One sample had a high porosity of 40% and a low density (1.4 mg/mm3). The CT scan of this sample revealed that some of the bone in the sample was more porous and the sample may have been from the transition between cortical and trabecular bone. The RUS model assumes that the sample is a homogeneous material at the millimetre scale. Therefore, RUS measurements were not performed for this sample. With this single sample excluded, parametric methods of data analysis could be undertaken (least-squares regression analysis). These analyses revealed a negative correlation between CTP and BWUS (r = −0.70, p < 0.01, Table 3).

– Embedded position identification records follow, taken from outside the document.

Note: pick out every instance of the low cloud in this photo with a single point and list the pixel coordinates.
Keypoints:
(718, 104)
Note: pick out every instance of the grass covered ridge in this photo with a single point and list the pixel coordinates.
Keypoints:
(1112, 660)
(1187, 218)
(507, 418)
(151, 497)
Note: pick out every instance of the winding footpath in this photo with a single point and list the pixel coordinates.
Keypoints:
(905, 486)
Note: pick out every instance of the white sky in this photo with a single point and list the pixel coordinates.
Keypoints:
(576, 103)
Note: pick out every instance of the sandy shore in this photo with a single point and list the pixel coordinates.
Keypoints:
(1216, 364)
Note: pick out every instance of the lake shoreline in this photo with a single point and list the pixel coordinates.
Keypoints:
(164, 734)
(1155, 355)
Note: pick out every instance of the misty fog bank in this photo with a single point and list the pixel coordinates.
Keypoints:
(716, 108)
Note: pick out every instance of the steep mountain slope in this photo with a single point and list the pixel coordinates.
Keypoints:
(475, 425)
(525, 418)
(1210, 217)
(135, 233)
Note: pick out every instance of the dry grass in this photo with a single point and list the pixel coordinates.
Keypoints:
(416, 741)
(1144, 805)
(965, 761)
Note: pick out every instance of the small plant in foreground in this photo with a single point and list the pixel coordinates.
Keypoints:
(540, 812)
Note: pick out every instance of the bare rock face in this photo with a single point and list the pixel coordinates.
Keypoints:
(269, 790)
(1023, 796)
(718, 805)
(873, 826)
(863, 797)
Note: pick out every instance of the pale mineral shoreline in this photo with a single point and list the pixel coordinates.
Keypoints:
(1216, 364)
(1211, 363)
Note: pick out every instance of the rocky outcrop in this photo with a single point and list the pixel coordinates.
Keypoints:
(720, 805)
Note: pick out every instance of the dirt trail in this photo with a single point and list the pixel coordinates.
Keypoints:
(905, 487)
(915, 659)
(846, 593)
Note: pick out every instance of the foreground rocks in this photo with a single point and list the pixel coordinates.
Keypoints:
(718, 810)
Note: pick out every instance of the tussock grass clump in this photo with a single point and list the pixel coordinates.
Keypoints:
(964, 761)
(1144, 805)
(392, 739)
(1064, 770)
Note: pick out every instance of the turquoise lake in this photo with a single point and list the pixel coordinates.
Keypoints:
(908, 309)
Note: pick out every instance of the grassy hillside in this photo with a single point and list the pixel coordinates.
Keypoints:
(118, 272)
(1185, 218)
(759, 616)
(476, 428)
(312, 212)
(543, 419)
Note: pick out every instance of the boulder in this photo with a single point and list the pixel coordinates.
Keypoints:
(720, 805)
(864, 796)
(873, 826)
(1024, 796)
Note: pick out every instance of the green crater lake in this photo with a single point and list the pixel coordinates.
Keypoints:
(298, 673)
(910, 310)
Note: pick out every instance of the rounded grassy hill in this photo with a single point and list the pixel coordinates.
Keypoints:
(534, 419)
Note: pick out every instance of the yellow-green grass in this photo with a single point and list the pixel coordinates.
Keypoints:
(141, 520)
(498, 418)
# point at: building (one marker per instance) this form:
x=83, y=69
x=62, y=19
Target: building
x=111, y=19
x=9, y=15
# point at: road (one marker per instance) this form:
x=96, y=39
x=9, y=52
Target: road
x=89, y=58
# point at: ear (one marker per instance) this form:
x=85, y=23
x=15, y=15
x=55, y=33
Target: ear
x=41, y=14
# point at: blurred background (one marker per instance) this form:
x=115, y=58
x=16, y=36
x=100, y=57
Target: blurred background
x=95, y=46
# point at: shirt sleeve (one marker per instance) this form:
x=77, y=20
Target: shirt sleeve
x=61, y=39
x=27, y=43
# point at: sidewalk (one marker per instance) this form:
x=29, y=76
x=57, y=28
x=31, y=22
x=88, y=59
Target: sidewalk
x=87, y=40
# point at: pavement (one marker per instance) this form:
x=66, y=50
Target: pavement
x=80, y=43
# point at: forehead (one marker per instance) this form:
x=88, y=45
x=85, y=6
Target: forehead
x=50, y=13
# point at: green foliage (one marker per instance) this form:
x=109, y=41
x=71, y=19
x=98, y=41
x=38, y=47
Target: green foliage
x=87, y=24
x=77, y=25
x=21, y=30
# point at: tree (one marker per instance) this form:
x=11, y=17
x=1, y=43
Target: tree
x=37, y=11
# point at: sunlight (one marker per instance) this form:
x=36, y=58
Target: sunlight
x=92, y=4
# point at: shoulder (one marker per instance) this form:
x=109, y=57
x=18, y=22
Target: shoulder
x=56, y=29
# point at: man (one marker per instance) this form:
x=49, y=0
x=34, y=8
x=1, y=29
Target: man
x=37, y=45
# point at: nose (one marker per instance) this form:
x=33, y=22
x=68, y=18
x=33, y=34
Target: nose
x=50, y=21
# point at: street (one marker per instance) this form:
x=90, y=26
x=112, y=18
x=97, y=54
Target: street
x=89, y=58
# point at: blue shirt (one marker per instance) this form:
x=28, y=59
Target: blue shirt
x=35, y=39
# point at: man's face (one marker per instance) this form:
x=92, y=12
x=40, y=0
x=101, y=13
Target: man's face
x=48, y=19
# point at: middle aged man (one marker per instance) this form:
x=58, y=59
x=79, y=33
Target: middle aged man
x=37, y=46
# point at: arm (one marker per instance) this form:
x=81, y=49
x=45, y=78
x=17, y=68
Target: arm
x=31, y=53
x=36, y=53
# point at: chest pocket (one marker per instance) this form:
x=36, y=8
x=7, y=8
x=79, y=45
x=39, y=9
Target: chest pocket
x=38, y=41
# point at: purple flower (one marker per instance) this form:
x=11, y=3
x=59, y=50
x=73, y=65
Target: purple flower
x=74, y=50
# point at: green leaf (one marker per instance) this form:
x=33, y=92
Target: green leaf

There were correlations between the spherical indentation measurements of moduli and the compression testing moduli (rs = 0.48, p = 0.03, Fig. 6) and between the indentation moduli and UCS measurements (rs = 0.56, p = 0.01, Fig. S2, Supplementary Materials 4). In addition, there were correlations between the indentation moduli and ash density measurements (rs = 0.45, p = 0.049) and the indentation moduli and BWUS measurements (rs = 0.53, p = 0.02). No significant correlations were observed between indentation moduli and resonant ultrasound spectroscopy moduli (rs = 0.25, p = 0.3) and indentation moduli and mass density (rs = 0.44, p = 0.05). Figure 7 shows the correlation between CT porosity and indentation measurements (rs = −0.56, p = 0.01). When the higher porosity sample was excluded, the trends between indentation and other measurements failed to reach significance.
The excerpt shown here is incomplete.